The international standards for surgical implants have strict regulations on the chemical composition of metal materials used in implant design. Taking stainless steel implants as an example, international standards stipulate the grades of steel and its chemical composition such as Ni, Cr, Mo and Mn.
However, common medical stainless steels, such as 316L stainless steel, still have biocompatibility and related problems, including tissue reactions (such as edema, infection, tissue necrosis, etc.) caused by corrosion products caused by corrosion or wear after stainless steel is implanted in the human body. Pain and allergic reactions, etc. Especially the lesions induced by the precipitation of nickel ions in stainless steel. Therefore, the field of implant design still needs low-nickel and nickel-free medical stainless steel materials.

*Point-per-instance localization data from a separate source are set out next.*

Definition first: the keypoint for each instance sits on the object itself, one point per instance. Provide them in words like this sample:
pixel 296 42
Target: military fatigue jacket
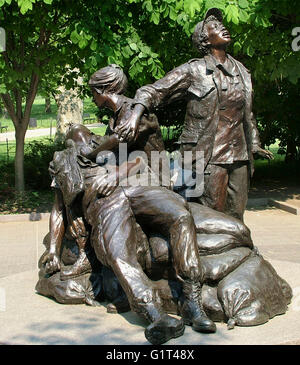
pixel 196 81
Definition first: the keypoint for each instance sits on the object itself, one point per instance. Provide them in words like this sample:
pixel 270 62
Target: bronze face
pixel 101 100
pixel 218 35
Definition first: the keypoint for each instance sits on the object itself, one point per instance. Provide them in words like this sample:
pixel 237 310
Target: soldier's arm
pixel 170 88
pixel 57 231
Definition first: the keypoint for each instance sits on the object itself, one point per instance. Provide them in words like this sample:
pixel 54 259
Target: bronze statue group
pixel 142 246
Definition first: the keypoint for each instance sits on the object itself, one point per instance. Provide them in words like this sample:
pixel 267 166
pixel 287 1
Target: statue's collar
pixel 212 64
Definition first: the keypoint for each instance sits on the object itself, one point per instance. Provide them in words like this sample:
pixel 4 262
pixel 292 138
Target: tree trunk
pixel 47 105
pixel 69 112
pixel 19 158
pixel 291 150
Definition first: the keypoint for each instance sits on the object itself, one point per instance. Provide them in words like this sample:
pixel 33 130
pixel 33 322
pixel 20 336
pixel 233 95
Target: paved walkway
pixel 28 318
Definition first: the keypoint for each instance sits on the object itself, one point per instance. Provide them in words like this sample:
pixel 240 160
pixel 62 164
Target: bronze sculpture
pixel 219 119
pixel 143 247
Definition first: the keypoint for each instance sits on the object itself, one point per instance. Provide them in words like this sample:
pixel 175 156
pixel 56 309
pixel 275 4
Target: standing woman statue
pixel 219 119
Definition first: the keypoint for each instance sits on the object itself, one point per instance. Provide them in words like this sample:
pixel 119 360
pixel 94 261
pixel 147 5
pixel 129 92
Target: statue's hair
pixel 109 79
pixel 200 35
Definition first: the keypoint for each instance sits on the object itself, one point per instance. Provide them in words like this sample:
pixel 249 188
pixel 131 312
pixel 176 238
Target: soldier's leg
pixel 237 190
pixel 115 243
pixel 167 213
pixel 215 188
pixel 78 231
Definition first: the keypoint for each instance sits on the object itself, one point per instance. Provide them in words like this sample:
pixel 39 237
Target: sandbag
pixel 212 244
pixel 253 293
pixel 86 288
pixel 216 267
pixel 210 221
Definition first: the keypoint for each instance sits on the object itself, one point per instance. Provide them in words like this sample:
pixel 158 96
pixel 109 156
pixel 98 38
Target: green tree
pixel 146 37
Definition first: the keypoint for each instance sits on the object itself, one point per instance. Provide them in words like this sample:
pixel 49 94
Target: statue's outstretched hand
pixel 262 153
pixel 127 130
pixel 52 263
pixel 105 184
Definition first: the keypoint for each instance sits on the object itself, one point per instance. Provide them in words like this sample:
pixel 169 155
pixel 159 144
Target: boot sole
pixel 158 336
pixel 201 329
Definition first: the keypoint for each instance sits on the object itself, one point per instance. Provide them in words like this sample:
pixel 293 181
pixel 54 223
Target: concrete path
pixel 28 318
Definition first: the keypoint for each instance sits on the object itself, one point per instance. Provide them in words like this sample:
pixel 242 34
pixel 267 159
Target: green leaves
pixel 192 6
pixel 232 13
pixel 25 5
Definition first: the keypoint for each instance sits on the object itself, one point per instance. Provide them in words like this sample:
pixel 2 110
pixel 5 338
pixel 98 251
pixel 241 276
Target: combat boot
pixel 192 311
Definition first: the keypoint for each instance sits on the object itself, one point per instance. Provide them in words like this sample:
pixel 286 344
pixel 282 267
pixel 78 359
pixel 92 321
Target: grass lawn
pixel 46 120
pixel 33 200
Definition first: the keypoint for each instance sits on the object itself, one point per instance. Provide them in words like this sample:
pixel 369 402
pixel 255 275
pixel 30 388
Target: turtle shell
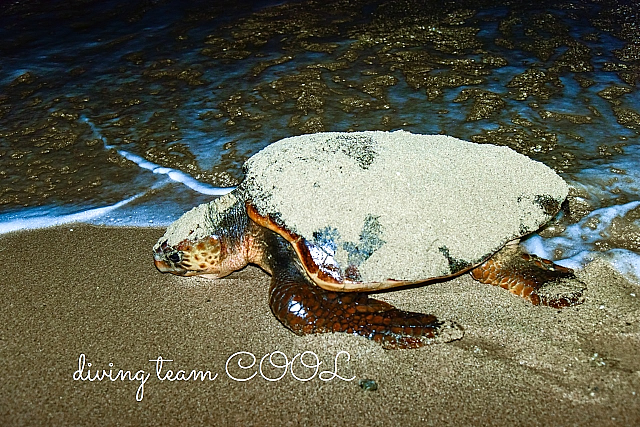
pixel 373 210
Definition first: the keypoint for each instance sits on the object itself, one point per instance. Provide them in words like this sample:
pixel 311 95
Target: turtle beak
pixel 163 264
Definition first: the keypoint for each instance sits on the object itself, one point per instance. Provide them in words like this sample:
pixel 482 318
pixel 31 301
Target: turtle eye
pixel 174 257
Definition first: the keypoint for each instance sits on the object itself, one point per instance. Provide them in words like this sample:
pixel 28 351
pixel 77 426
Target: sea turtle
pixel 334 215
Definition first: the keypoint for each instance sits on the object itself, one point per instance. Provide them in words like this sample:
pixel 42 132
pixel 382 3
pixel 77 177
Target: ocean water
pixel 130 113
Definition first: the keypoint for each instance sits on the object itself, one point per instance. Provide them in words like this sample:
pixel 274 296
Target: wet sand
pixel 95 291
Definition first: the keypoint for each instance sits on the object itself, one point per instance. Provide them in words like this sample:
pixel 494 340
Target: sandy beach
pixel 79 295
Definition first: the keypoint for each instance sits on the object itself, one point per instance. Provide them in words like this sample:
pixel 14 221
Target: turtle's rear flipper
pixel 535 279
pixel 306 308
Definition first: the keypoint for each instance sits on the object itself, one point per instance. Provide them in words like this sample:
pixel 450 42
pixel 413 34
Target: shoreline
pixel 94 291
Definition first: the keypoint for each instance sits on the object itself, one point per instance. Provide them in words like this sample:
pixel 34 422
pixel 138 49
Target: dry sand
pixel 95 291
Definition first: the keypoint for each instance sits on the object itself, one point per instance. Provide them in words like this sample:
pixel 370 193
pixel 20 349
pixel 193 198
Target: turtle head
pixel 207 256
pixel 207 241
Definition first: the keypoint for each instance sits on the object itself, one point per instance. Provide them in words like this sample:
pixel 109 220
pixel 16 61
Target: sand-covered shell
pixel 371 210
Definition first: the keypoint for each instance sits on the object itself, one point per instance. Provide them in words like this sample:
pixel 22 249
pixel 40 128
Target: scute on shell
pixel 378 205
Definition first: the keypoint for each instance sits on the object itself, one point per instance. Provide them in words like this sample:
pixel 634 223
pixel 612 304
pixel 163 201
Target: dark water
pixel 131 112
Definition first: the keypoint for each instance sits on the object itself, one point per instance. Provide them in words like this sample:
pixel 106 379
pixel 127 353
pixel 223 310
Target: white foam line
pixel 173 174
pixel 45 221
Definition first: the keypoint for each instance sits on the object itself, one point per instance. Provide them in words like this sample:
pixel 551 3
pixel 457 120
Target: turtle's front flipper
pixel 306 308
pixel 538 280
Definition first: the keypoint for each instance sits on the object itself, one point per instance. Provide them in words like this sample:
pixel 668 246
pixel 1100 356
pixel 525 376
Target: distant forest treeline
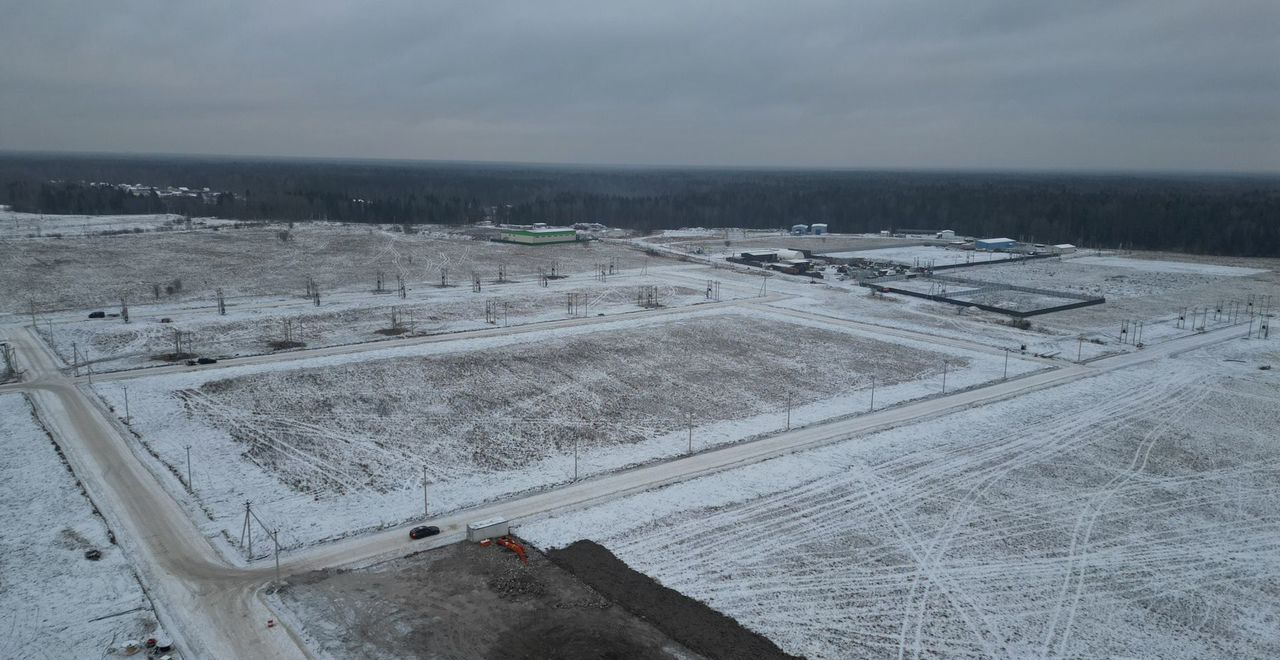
pixel 1220 215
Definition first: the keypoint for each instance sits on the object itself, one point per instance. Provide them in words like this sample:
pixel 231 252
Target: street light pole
pixel 275 540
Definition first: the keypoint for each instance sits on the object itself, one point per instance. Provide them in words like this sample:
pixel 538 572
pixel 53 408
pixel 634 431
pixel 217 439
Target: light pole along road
pixel 213 606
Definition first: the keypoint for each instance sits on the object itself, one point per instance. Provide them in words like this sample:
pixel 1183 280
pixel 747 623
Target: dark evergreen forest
pixel 1198 214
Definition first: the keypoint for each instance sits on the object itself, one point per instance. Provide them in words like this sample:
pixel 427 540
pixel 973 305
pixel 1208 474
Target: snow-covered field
pixel 39 225
pixel 55 603
pixel 254 261
pixel 334 444
pixel 1114 276
pixel 1132 514
pixel 1170 266
pixel 263 325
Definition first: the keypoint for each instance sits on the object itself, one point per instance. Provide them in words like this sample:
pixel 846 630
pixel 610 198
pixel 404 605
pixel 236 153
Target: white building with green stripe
pixel 539 235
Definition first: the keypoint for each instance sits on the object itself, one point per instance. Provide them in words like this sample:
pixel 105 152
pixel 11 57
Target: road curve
pixel 213 606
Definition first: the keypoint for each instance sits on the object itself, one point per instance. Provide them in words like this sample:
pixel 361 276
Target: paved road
pixel 211 606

With the development of original materials, the manufacturing technology of surgical implants and surgical instruments is also constantly developing. Among them, metal 3D printing technology based on powder bed laser melting (LPBF) technology has shown a clear industrialization direction in this field. For additive manufacturing technology, new materials that are more optimized in terms of chemical composition and additive manufacturing processing performance are also needed.
Carpenter Technology has developed an additive manufacturing medical stainless steel material, which contains almost no nickel and shows good processing performance in a laser powder bed fusion (L-PBF) 3D printing system.
Optimized for improving the quality of implanted devices
Optimization of chemical composition
Carpenter compared new medical stainless steel materials with traditional stainless steel materials. According to Carpenter's data, the nickel content of BioDur 108 stainless steel is up to 0.05 wt%. In addition to the chemical composition optimized for patients, BioDur 108 also has better mechanical properties than BioDur 316LS material.